Le Pot-au-Noir en embuscade
De son côté, Benjamin Ferré, le skipper de Monnoyeur – Duo for a Job, adopte une approche tout aussi déterminée malgré les aléas techniques qui jalonnent son parcours. Après avoir surmonté un nouveau problème de hook hier, il prouve qu’il est non seulement toujours bien dans la course, mais aussi décidé à jouer sa carte jusqu’au bout. « Ces dernières heures, j’ai réussi à reprendre mes 15 milles de retard sur Tanguy (Le Turquais) et ça, c’est une bonne nouvelle. Aujourd’hui, on navigue bord à bord. Si proche que si je crie, il est capable de m’entendre ! », a relaté le navigateur qui n’a toutefois plus qu’un crochet de rechange. « C’est toujours un peu particulier de naviguer avec une espèce d’épée de Damoclès au-dessus de la tête. Le moindre bruit me fait stresser », a-t-il avoué. Il n’empêche qu’il ne ménage pas ses efforts dans sa lutte pour la première place du groupe des bateaux à dérives.

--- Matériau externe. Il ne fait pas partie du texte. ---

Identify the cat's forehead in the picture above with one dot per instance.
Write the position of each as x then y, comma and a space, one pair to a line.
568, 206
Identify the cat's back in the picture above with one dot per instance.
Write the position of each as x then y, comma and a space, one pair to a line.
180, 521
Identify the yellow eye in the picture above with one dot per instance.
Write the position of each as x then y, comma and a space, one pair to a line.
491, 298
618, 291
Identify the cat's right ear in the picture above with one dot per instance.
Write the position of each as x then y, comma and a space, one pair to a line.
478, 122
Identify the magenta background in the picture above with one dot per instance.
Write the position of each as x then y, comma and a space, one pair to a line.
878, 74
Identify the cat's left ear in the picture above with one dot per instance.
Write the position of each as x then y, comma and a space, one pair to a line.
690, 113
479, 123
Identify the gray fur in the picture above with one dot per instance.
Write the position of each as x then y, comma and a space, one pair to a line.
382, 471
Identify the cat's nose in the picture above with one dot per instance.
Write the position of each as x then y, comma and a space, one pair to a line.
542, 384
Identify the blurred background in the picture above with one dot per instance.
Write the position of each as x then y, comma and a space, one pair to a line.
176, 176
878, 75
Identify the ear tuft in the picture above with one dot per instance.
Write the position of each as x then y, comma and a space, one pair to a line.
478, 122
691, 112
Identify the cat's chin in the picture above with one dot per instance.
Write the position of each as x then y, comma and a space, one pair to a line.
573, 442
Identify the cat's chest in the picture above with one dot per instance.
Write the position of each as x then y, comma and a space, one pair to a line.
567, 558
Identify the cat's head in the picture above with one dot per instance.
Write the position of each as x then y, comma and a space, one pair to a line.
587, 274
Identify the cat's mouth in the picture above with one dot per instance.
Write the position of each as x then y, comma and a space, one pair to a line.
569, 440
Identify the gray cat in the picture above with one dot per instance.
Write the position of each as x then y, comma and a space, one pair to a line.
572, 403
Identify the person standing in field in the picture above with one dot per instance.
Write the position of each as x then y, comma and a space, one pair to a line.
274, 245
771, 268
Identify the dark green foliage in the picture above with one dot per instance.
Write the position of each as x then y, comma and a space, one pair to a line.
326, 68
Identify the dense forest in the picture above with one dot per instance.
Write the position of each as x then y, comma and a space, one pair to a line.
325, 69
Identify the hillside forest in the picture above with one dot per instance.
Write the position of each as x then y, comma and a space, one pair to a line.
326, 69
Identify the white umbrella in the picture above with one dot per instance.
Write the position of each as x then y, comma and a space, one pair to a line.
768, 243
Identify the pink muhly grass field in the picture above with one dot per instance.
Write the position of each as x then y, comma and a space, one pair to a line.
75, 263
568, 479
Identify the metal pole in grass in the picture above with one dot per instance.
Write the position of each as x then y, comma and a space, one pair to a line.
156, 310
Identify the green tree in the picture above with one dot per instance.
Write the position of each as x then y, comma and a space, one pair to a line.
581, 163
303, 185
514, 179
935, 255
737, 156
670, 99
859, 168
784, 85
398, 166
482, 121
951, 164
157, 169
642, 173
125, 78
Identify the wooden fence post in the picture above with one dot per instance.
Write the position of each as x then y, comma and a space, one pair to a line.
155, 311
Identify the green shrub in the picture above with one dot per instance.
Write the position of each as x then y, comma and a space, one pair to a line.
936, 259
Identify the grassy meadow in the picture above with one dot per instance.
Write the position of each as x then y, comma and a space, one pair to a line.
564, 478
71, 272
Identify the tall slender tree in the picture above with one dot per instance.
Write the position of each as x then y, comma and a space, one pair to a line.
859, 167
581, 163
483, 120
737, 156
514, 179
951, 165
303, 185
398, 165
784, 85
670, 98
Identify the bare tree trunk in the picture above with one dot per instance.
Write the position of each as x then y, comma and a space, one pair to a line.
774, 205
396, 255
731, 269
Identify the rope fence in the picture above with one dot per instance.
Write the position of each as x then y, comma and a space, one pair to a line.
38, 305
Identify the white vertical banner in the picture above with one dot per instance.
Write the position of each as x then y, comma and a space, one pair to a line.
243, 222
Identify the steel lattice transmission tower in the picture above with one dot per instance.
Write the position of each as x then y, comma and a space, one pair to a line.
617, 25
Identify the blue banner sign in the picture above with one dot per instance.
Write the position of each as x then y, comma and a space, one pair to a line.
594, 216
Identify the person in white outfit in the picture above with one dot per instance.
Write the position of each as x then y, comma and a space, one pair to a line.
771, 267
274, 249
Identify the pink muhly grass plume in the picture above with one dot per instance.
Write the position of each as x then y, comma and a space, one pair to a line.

Et justement, ce fameux Pot-au-Noir commence à montrer les dents. Cette zone de convergence intertropicale, actuellement installée dans l’hémisphère Sud (alors que son positionnement habituel se trouve généralement entre 2° et 8° Nord), s’étale doucement, comme une pâte trop levée. « Elle risque de remonter avec nous. Ça s’annonce compliqué », a confié Benjamin Ferré, déjà prêt à composer avec cette nouvelle épreuve. En résumé, dans le Vendée Globe, chaque mille est une équation insoluble. Mais c’est la règle du jeu : avancer avec détermination, composer avec les imprévus.